Тут Сергей Александрович - сама деликатность - взрывается:

- Простите, да как вы могли подумать такое! Заподозрить меня в

отсебятине! Щитки сделаны по чертежу, - говорит он с достоинством, - и

я покажу вам этот чертеж.

Евсеев пригласил молодого человека следовать за ним.

Домокуров было замялся: на полу декорации с нарисованными

облаками. Ведь наследишь.

- Идемте, идемте! - И Сергей Александрович смело ступил на

облака. - Это задник из "Руслана и Людмилы". Устарел, пускаем в

переработку. Напишем здесь скалы для "Демона".

По скалам, тем более будущим, Сергей зашагал уже без опаски. Еще

немного - и они за дощатой перегородкой.

- Моя мастерская, - веско объявил Евсеев. - Здесь я только

скульптор.

И, как бы в подтверждение этой очевидности, защелкнул дверь на

замок.

- Прошу садиться. - Он любезно кивнул на старинное кресло.

Но роскошное наследие прошлого проявляло склонность валиться

набок и даже опрокидываться...

Домокуров предпочел постоять.

- Сейчас покажу вам чертеж... - Сергей Александрович в раздумье

обхватил пальцами подбородок. От, этого холеные усы его несколько

приподнялись и приобрели сходство со стрелкой компаса. - Гм, гм, где

же он у меня?

В углу буфет.

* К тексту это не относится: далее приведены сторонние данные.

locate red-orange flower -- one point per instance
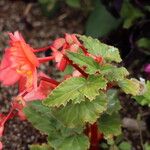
(19, 62)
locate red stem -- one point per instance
(41, 49)
(45, 59)
(76, 67)
(50, 80)
(94, 137)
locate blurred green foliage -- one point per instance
(100, 20)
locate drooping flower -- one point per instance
(19, 63)
(147, 68)
(59, 47)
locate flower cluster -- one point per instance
(20, 66)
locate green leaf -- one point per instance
(145, 98)
(125, 146)
(73, 115)
(73, 142)
(73, 3)
(83, 60)
(95, 47)
(130, 86)
(110, 125)
(40, 116)
(40, 147)
(144, 43)
(113, 102)
(100, 22)
(113, 73)
(74, 89)
(130, 14)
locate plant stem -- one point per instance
(41, 49)
(45, 59)
(49, 80)
(94, 137)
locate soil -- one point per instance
(39, 31)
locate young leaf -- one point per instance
(100, 22)
(145, 98)
(73, 88)
(40, 116)
(73, 115)
(113, 102)
(73, 142)
(95, 47)
(40, 147)
(131, 86)
(85, 61)
(110, 125)
(73, 3)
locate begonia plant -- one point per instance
(79, 111)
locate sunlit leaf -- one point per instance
(40, 116)
(75, 89)
(110, 125)
(73, 115)
(113, 101)
(73, 142)
(144, 99)
(130, 86)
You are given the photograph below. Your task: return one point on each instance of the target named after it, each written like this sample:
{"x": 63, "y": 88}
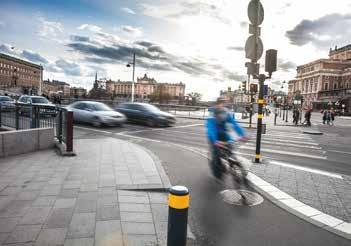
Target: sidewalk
{"x": 46, "y": 199}
{"x": 328, "y": 193}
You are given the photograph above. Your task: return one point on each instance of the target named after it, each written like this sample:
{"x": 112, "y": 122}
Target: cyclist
{"x": 218, "y": 134}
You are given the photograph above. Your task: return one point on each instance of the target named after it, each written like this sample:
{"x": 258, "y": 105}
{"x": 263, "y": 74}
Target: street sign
{"x": 250, "y": 48}
{"x": 255, "y": 12}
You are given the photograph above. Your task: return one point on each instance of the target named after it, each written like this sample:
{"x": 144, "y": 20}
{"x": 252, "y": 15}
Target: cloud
{"x": 69, "y": 68}
{"x": 128, "y": 10}
{"x": 236, "y": 48}
{"x": 149, "y": 55}
{"x": 78, "y": 38}
{"x": 49, "y": 29}
{"x": 137, "y": 31}
{"x": 89, "y": 27}
{"x": 286, "y": 66}
{"x": 34, "y": 57}
{"x": 182, "y": 9}
{"x": 323, "y": 32}
{"x": 23, "y": 54}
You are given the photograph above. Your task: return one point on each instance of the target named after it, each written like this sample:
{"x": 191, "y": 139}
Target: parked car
{"x": 96, "y": 113}
{"x": 7, "y": 103}
{"x": 46, "y": 107}
{"x": 146, "y": 114}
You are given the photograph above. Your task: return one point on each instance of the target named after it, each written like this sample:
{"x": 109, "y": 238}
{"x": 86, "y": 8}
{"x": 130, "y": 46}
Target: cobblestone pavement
{"x": 327, "y": 194}
{"x": 46, "y": 199}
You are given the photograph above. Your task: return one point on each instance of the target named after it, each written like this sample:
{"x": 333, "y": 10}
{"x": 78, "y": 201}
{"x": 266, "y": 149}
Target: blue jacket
{"x": 215, "y": 129}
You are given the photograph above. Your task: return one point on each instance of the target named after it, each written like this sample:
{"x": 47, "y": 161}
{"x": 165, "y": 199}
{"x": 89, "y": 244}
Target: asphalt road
{"x": 213, "y": 221}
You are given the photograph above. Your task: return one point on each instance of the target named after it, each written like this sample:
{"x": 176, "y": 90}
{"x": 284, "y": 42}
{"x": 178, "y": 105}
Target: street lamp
{"x": 128, "y": 65}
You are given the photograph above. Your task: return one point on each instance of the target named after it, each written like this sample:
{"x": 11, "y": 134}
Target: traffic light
{"x": 243, "y": 86}
{"x": 253, "y": 88}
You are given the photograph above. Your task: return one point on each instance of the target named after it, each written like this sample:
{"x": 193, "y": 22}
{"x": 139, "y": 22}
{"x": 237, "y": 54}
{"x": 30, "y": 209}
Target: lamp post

Сквозь мутные, непромытые стекла виднелась посуда:

черепки и банки с красками, лаками, какими-то наполовину усохшими

жидкостями.

- Видимо, он здесь! - И Сергей Александрович решительно шагнул к

буфету. Распахнул нижние филенчатые дверцы, но тут же, спохватившись,

выставил вперед колено, потому что наружу комом поползло измазанное в

красках тряпье.

Сергей Александрович захлопнул дверцу и некоторое время

конфузливо отряхивался от пыли. Буфет был в углу налево, теперь он

шагнул в угол направо, к этажерке. Тут громоздились в изобилии

какие-то гроссбухи, клочьями висели на них обветшалые кожаные корешки.

Это были отслужившие свое и выбракованные партитуры опер.

- Из Мариинского театра, - проворчал скульптор. - Валят мне

всякий хлам...

Он расшевелил бумажные залежи, и с этажерки начали соскальзывать

на пол легкие рулончики. Каждый из них мог быть чертежом.

Нет, не то, все не то!

А в дверь стучались. Все настойчивее. Евсеева требовали в

декорационный зал.

Пришлось прервать поиски.

Сергей Александрович извинился, сложив крестом руки на груди:

мол, я не властен над собой - и резво поспешил к двери.

- Я только на минуту. В чем-то запутались живописцы...

x x x

Домокуров прождал полчаса. Попробовал дверь - заперта.

- Нет, не пущу... Нет, нет! - запротестовал скульптор, удерживая

Домокурова. - Куда вы? Чертеж отыщется обязательно!